What the mechanism is really showing you
At its core, the Spooletarium is an orrery, a mechanical solar system that uses gears and hand power to move planets at different rates. The listing says it simulates the revolution of the six first planets, Mercury, Venus, Earth, Mars, Jupiter, and Saturn, and that movement is driven by 18 gears turned by a crank. That is a lot of mechanical intent packed into one print, and it is why the model feels more educational than decorative.
The gear ratios are not random ornament. The creator tuned the system to approximate orbital periods, with Earth listed at 365.256 days and the other planets compared against their real values. You can see the mechanical lesson immediately: speed reduction, ratio planning, and synchronized motion all matter, because the planets must stay visually believable while still being driven by a single hand input. This is the sort of project that makes gear design tangible in a way flat test prints never can.
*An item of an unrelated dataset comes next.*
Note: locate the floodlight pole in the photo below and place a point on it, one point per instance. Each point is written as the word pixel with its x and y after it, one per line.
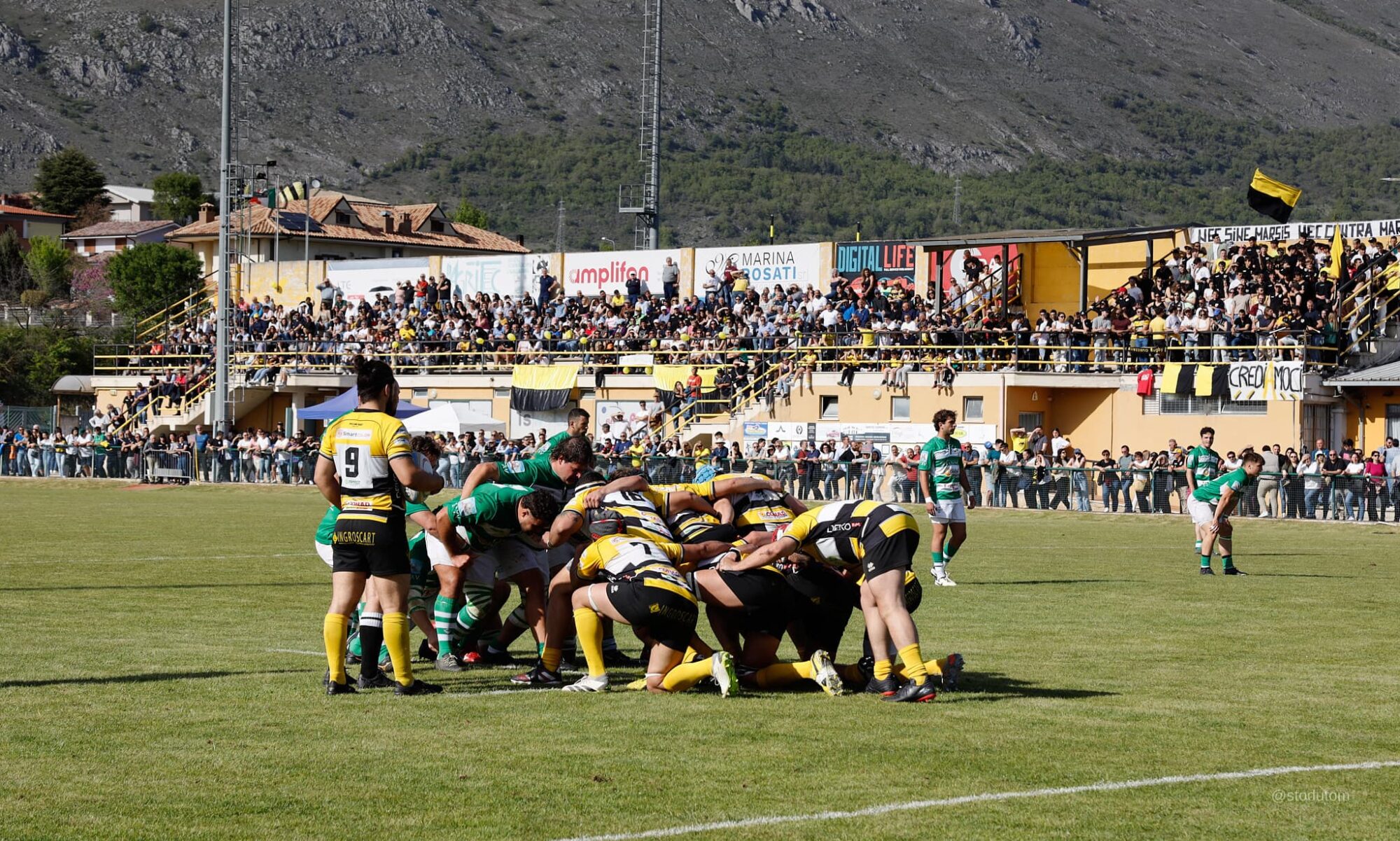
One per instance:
pixel 219 408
- gear tooth accuracy and smooth meshing
- axle fit and rotational freedom
- support removal on small moving features
- long-term reliability in a print that is supposed to move, not just look good
For makers, that means the Spooletarium is a good calibration check for:
If any of those are off, the model will tell you fast. A decorative print can hide minor sins. A crank-driven orrery cannot.
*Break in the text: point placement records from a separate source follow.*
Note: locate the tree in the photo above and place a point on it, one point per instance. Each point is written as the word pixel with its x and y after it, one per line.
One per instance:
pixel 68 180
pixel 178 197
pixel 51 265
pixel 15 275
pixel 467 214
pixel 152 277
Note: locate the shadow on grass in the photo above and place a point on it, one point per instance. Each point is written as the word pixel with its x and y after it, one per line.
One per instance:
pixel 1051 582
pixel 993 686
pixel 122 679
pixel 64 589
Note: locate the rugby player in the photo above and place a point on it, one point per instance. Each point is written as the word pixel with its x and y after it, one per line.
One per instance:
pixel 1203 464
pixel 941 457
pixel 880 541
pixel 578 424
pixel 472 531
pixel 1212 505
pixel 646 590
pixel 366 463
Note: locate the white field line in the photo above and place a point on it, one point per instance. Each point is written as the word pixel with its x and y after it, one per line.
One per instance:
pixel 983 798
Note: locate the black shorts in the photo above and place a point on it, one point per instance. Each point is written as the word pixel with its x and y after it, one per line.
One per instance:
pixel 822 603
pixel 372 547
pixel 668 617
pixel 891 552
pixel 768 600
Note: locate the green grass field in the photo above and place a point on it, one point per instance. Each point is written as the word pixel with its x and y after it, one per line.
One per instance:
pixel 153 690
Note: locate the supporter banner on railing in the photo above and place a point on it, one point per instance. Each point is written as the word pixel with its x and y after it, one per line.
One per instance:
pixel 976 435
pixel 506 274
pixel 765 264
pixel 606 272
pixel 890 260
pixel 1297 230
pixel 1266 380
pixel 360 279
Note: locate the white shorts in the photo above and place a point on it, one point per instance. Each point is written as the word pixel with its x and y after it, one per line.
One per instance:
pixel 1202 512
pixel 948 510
Printing choices that make or break the build
The Printables listing keeps the setup practical, which is one reason the model has traction with the community. Recommended settings are PLA, a maximum layer height of 0.20 mm, and a 0.4 mm nozzle. That combination points directly at a hobbyist-friendly build: fine enough for gear teeth and planet parts, but still accessible on a typical desktop machine.

The assembly notes also lean toward reliability over bravado. The listing suggests gluing the rings to the spools for extra stability and gluing the planets to their supports. That is the sort of advice functional-motion prints live or die by, because vibration and repeated cranking will expose weak joints long before a display model would. If you are testing whether your printer can do real motion work, those glue points matter as much as the slicer profile.
The model’s community response suggests people are responding to that mix of fun and function. The Printables page shows 1 review, 19 likes, 787 downloads, and 8,775 views, which is a decent signal for a niche mechanical project that has to compete with flashier showpieces. It also sits in Printables’ Learning / Physics & Astronomy category, which fits its role neatly: it is a build that teaches while it entertains.
A worthwhile calibration project, not just a shelf piece
What makes Spooletarium stand out is that it asks useful questions of the printer before it asks for praise from the room. Can your gears turn without binding? Do your tolerances hold across multiple moving assemblies? Are your supports clean enough that the moving parts do not drag? Those are the same questions behind any functional print, only here they are wrapped in a solar-system display that people actually want to keep spinning.
That is why the project feels bigger than its playful theme. It uses a discarded spool as structure, pairs that reuse with a precise gear train, and makes the motion visible enough that you can diagnose problems just by turning the crank. The fact that it works with both the classic Prusament spool and the newer NFC version only sharpens the point: this is a model designed in the real world, for the real world, where packaging changes, materials change, and a good print has to adapt.
The Spooletarium lands because it turns a leftover spool into something that teaches you what your printer can really do. By the time Mercury and Saturn are orbiting under hand power, the novelty has done its job and the useful part has already sunk in: this is what tuned motion, careful tolerances, and smart support strategy look like when they are built into a print that still makes you grin.